WASHINGTON – The Labor Department announces the unemployment figures for July at 8:30 a.m. EDT this morning. Economists are hopeful that job creation picked up. They are forecasting payrolls to grow by around 247,000, which would mark an improvement from the disappointing 112,000 jobs added in June. The unemployment rate is expected to hold steady at 5.6 percent.

June’s payroll increase was the 10th straight month of gains. But analysts had forecast a rise of at least 250,000 in payroll employment.

The Labor Department reported Thursday that new applications for jobless benefits declined by a seasonally adjusted 11,000 to 336,000 for the week ending July 31. That was the lowest since the beginning of July and slightly better than some analysts had expected. They were forecasting claims in the range of 340,000 for last week.

New claims have bounced up and down recently. Much of that volatility is associated with the temporary shutdowns at auto plants each year so they can retool for new models. Even so, the long-term trend in claims shows improvement. A year ago claims stood at 399,000.

Separately, many retailers reported lackluster sales gains in July, particularly mall-based apparel chains such as Gap. Analysts attributed the disappointing sales to higher gasoline prices, which made some people more cautious spenders, and other factors.

Wal-Mart and some other discounters had solid gains. Some high-end stores such as Neiman Marcus also did well.

The jobless claims report also showed the number of workers continuing to draw unemployment benefits declined by 35,000 to 2.91 million for the week ending July 24, the most recent period for which that information is available. A year ago, that figure was 3.62 million.

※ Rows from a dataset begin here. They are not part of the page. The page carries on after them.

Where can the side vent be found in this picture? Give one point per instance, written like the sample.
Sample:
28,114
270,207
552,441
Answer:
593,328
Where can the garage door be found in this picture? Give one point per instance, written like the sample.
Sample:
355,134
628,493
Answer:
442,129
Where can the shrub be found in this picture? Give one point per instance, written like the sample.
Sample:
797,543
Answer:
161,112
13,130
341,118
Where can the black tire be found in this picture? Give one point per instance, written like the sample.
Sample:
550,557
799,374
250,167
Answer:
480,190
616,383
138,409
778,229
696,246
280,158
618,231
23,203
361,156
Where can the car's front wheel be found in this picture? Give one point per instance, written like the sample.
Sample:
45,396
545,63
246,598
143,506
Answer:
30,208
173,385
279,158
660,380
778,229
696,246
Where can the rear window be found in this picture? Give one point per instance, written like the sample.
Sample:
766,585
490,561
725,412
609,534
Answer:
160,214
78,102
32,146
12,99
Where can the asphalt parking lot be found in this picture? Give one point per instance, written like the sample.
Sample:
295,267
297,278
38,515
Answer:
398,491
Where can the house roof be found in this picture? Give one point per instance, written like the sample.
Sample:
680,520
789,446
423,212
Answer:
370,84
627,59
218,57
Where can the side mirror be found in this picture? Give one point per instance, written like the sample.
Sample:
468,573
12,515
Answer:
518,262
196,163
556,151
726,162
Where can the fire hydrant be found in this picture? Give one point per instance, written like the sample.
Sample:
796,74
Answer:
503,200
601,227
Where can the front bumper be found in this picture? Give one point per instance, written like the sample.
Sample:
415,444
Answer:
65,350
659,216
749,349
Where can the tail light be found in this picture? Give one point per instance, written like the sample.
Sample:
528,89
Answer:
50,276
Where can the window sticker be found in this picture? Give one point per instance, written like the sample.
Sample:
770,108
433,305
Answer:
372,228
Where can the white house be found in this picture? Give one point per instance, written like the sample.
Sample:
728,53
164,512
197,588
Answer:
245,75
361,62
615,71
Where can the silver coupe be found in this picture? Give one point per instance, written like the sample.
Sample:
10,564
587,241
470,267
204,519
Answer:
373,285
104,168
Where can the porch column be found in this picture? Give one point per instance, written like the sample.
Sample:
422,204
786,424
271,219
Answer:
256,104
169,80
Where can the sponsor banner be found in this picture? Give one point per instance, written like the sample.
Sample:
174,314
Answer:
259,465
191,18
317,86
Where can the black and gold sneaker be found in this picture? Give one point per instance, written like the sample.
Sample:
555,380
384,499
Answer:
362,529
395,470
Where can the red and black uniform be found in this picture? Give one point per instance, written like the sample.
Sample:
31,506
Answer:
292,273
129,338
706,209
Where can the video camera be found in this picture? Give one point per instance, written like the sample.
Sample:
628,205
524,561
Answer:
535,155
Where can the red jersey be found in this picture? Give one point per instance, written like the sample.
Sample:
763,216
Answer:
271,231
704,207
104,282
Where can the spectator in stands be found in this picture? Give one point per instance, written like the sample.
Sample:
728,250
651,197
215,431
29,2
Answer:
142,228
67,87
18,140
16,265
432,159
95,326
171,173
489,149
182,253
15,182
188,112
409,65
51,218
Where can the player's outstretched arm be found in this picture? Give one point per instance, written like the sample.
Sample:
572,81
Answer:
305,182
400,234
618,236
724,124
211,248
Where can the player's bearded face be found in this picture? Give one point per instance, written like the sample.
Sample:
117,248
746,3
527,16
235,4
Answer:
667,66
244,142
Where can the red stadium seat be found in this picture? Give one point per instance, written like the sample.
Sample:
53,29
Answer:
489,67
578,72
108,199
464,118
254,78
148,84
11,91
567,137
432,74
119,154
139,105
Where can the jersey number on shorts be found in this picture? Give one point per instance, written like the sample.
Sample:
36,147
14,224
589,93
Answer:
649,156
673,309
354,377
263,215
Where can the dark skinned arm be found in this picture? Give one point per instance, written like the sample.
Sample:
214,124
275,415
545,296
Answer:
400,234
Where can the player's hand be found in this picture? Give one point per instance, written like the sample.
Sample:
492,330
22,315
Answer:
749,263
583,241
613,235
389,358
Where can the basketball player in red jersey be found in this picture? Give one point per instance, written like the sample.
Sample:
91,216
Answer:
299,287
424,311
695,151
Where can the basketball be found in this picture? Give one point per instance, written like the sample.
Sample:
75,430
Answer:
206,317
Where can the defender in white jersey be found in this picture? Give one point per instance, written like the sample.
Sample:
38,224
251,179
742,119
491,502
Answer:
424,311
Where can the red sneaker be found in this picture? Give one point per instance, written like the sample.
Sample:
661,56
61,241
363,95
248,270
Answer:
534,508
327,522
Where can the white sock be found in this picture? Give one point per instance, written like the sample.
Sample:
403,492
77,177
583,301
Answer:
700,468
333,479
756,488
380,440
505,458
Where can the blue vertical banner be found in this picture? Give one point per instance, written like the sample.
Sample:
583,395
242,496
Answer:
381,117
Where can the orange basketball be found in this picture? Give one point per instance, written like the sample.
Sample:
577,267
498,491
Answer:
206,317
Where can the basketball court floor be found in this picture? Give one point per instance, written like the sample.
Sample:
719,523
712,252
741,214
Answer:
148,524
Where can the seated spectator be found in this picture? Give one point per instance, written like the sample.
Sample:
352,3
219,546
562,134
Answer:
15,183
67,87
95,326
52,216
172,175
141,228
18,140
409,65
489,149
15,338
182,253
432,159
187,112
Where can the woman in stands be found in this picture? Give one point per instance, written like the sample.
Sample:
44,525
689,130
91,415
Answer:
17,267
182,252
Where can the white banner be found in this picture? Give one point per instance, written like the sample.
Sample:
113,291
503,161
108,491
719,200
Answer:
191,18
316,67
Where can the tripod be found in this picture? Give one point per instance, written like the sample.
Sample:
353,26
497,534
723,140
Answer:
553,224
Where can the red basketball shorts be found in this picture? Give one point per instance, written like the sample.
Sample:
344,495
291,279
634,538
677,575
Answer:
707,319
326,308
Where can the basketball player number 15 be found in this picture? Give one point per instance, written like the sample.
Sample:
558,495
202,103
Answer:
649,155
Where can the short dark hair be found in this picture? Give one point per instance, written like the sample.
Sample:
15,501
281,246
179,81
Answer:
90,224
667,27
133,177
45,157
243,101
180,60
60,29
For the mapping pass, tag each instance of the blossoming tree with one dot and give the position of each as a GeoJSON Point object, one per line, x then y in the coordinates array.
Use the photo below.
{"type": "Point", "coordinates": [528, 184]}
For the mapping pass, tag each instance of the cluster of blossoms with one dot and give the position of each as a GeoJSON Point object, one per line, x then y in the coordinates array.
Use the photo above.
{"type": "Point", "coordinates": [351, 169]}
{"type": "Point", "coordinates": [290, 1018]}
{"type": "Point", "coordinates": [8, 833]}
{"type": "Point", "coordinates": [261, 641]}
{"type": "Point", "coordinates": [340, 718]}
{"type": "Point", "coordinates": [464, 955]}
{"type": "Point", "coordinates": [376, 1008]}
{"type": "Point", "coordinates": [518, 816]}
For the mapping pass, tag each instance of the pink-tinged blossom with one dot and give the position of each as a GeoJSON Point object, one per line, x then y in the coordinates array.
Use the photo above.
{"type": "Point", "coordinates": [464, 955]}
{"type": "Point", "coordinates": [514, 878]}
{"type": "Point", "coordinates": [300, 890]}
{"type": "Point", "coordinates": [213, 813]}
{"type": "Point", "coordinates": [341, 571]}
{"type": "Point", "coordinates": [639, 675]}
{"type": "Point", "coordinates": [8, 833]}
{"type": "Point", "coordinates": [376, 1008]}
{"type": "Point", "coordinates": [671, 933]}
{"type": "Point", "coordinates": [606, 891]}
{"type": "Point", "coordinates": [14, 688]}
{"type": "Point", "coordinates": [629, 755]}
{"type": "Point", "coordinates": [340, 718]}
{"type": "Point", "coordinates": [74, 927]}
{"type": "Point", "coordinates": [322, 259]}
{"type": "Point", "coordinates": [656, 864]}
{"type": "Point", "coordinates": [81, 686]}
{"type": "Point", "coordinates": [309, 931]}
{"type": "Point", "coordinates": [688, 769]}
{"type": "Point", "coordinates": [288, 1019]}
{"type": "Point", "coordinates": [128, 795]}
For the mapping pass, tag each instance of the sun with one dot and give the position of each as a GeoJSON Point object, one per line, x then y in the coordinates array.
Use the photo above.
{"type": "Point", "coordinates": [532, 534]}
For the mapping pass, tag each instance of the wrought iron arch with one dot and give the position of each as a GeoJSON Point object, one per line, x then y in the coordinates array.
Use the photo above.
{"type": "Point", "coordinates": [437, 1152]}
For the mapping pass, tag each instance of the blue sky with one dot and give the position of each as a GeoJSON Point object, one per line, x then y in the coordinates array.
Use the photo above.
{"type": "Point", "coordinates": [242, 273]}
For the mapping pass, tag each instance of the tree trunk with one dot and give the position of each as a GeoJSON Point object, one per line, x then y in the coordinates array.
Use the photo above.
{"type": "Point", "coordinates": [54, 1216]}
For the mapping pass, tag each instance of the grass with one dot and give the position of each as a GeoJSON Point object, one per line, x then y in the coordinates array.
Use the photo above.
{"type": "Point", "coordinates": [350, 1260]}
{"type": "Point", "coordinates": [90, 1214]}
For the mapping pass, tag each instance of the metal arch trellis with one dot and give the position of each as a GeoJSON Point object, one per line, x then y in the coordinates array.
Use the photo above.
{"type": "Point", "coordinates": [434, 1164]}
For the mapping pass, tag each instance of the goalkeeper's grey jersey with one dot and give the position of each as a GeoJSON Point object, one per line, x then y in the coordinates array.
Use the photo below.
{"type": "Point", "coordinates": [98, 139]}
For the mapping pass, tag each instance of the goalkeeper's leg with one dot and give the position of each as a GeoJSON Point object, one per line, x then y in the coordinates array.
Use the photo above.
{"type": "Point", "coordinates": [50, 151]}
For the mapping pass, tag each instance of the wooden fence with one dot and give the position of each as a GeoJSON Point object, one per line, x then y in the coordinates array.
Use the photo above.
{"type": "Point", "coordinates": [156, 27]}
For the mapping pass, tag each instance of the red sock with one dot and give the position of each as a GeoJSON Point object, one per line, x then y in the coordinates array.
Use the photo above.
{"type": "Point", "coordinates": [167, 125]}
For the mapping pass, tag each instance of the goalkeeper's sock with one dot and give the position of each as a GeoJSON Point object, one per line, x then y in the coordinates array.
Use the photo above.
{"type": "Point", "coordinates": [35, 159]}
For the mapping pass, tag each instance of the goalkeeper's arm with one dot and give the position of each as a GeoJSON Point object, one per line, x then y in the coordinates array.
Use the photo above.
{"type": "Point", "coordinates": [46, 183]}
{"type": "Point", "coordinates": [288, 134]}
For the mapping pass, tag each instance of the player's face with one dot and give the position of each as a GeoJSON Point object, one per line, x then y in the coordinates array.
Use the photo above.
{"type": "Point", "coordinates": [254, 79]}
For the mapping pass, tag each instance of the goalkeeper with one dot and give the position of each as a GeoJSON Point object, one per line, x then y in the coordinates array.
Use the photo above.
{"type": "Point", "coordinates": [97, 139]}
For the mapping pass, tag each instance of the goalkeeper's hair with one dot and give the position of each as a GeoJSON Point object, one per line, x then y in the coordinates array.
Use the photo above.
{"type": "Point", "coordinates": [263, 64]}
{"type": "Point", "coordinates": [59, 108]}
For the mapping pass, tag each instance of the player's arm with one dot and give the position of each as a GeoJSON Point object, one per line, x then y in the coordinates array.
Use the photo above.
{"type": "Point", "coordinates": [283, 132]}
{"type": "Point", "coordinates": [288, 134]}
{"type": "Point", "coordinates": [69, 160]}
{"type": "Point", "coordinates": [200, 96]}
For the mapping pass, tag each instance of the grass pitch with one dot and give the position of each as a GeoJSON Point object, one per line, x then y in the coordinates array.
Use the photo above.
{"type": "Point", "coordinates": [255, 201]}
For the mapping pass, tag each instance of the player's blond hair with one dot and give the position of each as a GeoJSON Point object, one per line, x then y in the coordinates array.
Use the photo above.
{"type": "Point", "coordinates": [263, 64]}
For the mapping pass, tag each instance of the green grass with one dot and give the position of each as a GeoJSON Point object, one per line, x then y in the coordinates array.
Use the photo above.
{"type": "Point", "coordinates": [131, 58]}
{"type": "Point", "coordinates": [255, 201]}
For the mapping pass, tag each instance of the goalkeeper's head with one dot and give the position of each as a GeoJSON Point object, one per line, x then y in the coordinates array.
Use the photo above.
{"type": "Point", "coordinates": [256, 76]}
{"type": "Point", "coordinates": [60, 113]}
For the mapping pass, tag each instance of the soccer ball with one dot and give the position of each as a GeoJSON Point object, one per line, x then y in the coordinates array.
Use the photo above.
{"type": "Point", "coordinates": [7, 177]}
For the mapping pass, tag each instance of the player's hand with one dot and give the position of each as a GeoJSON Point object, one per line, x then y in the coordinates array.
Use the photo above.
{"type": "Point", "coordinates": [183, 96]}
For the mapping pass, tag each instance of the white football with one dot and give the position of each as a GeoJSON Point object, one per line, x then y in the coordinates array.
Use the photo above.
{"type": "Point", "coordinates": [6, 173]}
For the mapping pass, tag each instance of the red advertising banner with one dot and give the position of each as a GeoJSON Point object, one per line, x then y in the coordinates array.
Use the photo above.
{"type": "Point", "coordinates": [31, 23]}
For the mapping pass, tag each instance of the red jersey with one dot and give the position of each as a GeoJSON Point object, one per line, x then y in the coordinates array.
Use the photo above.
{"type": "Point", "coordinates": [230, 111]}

While the economic recovery is on a solid path, the labor market recovery has been spotty.

The jobs climate has figured prominently in the presidential campaign, with President Bush and his Democratic rival, John Kerry, offering vastly different assessments on the nation’s economic health.

“Making sure that more jobs are created has … been the top domestic priority of President Bush’s administration,” Treasury Secretary John Snow said in a visit Thursday to Akron, Ohio.

Federal Reserve Chairman Alan Greenspan, appearing before Congress last month, noted that although businesses have not completely let go of their caution, he expected hiring to improve in the months ahead.

Still, with the job situation uneven, Federal Reserve policy-makers have leeway to raise short-term interest rates gradually to head off any inflation problems, economists say. The Fed meets next week; economists expect policy-makers to boost rates by one-quarter percentage point. On June 30, the Fed increased interest rates for the first time in four years, raising a key rate to 1.25 percent from a 46-year low of 1 percent.

In addition to June’s sluggish jobs-growth figures, other economic reports, including ones on retail sales and industrial production, suggested the economy hit a pothole in June.

The economy slowed in the April-to-June quarter, growing at an annual rate of 3 percent, down from 4.5 percent in the previous three months. Analysts, however, continue to believe the economy will pick up speed in the current quarter.